Description of problem:
"SELECT bucket, day, partition, collection_time_slice, start_schedule_id, insert_time_slice, schedule_ids " +
"FROM " + MetricsTable.METRICS_CACHE_INDEX + " " +
"WHERE bucket = ? AND day = ? AND partition = ? AND collection_time_slice < ?");
is used to locate metrics needing compression. Unfortunately, it can potentially query a whole's day worth of data, including the schedules (are they needed?) and cause time outs.
Here are my cfstats, for example:
Column Family: metrics_cache_index
SSTable count: 13
Compacted row minimum size: 771
Compacted row maximum size: 268650950
Compacted row mean size: 139821861
Unfortunately the rows (compressed) are around 140MB and there's practically no way to query that much data practically, or so it would seem.
Version-Release number of selected component (if applicable): 4.12
How reproducible: Depends on size of data
Steps to Reproduce:
1. Have a number of Cassandra nodes
2. Insert ~500 metrics per second and have rows grow to ~100MB in size.
3. Take the server offline for a bit
4. Attempt to start the server
Actual results: timeouts, e.g.
21:47:49,557 WARN [org.rhq.enterprise.server.storage.StorageClientManager] (pool-6-thread-1) Storage client subsystem wasn't initialized. The RHQ server will be set to MAINTENANCE mode. Please verify that the storage cluster is operational.: com.datastax.driver.core.exceptions.ReadTimeoutException: Cassandra timeout during read query at consistency ONE (1 responses were required but only 0 replica responded)
at com.datastax.driver.core.exceptions.ReadTimeoutException.copy(ReadTimeoutException.java:69) [cassandra-driver-core-1.0.5.jar:]
at com.datastax.driver.core.ResultSetFuture.extractCauseFromExecutionException(ResultSetFuture.java:269) [cassandra-driver-core-1.0.5.jar:]

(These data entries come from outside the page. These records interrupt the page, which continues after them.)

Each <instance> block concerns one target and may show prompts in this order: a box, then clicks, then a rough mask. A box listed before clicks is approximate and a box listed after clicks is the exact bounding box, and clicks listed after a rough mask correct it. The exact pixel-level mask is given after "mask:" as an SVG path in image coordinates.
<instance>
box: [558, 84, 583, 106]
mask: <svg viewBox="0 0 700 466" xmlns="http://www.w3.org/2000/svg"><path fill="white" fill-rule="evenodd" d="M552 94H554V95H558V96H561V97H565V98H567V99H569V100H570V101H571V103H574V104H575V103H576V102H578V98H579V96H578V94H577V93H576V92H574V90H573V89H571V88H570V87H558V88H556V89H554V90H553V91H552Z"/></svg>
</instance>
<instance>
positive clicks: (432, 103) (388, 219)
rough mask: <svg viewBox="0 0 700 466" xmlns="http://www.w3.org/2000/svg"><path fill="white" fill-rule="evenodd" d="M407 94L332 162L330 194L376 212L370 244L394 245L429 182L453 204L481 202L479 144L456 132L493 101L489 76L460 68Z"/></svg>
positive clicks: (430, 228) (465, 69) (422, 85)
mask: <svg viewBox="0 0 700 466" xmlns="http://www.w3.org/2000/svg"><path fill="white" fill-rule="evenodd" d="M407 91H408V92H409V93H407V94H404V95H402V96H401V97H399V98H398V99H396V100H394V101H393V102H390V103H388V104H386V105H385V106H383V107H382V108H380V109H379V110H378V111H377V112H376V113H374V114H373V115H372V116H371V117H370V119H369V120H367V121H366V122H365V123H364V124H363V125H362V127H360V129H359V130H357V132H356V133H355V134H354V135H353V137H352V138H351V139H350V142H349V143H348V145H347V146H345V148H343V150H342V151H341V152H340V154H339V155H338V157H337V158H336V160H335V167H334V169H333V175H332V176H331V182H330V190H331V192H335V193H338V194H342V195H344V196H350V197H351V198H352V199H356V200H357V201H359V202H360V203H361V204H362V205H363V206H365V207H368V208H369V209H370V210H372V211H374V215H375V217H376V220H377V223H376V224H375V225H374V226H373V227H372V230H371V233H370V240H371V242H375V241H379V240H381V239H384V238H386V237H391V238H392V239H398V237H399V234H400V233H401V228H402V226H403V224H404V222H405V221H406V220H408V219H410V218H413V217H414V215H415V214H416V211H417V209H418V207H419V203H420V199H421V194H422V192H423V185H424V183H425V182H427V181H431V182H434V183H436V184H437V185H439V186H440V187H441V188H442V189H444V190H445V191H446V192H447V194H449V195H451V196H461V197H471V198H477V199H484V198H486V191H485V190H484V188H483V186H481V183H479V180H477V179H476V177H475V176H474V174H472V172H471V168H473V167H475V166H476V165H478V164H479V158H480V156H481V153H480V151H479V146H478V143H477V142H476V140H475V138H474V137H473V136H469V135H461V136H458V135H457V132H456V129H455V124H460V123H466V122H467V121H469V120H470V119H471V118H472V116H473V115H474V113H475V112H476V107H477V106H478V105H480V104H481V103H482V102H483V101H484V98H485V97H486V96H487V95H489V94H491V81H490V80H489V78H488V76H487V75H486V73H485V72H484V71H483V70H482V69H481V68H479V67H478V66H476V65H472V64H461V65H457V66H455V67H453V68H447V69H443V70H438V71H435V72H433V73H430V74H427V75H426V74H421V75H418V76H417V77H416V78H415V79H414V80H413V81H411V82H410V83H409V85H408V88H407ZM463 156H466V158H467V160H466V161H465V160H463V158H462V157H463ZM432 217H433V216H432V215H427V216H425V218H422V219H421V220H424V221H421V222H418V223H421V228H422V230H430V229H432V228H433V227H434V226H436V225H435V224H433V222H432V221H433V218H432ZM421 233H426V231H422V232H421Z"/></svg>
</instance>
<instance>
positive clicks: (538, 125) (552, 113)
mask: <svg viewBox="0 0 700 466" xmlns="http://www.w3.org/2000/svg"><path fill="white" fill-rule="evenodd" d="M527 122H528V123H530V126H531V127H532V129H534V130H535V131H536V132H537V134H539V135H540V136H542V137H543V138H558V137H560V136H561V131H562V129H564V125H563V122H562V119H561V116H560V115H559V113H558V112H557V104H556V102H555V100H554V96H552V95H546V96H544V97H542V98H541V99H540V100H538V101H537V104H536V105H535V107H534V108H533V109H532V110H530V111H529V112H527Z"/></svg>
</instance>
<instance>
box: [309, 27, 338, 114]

at com.datastax.driver.core.ResultSetFuture.getUninterruptibly(ResultSetFuture.java:183) [cassandra-driver-core-1.0.5.jar:]
at org.rhq.server.metrics.StorageResultSetFuture.get(StorageResultSetFuture.java:57) [rhq-server-metrics-4.12.0.jar:4.12.0]
at org.rhq.server.metrics.MetricsServer.determineMostRecentRawDataSinceLastShutdown(MetricsServer.java:180) [rhq-server-metrics-4.12.0.jar:4.12.0]
at org.rhq.server.metrics.MetricsServer.init(MetricsServer.java:160) [rhq-server-metrics-4.12.0.jar:4.12.0]
at org.rhq.enterprise.server.storage.StorageClientManager.initMetricsServer(StorageClientManager.java:567) [rhq-server.jar:4.12.0]
at org.rhq.enterprise.server.storage.StorageClientManager.init(StorageClientManager.java:186) [rhq-server.jar:4.12.0]
at sun.reflect.NativeMethodAccessorImpl.invoke0(Native Method) [rt.jar:1.8.0]
Expected results: server functions
The metrics_cache_index table does not contain any metric data. It stores schedule ids and two or three different timestamps. It is a replacement of the metrics_index table from pre-4.12. The concern Elias raises about the size of a partition is very valid. It was a concern with the former metrics_index table and even more so with the new metrics_cache_index table.
I think we might need to consider some changes to cap the size of the rows in the index table. Let me explain with an example for aggregating data from the current time slice. This example is applicable to both 4.12 as well earlier versions of RHQ. Suppose we have N schedules with data to be aggregated. The index partition (from metrics_cache_index or from metrics_index) will contain N rows. We load all of those rows in a single query. As N gets really big, it can create hot spots on a node and make us more susceptible to read timeouts.
Since schedule ids are monotonically increasing integers, we can easily implement paging to reduce the likelihood of read timeouts. That does not address the issue of partitions being big, i.e., really wide rows. We could break up the single partition into multiple partitions where schedule id offsets are part of the partition key. This means more reads during aggregation but I think it can effectively prevent the problems that Elias is experiencing.
I am closing this because the determineMostRecentRawDataSinceLastShutdown method has been removed as part of the work for bug 1114202.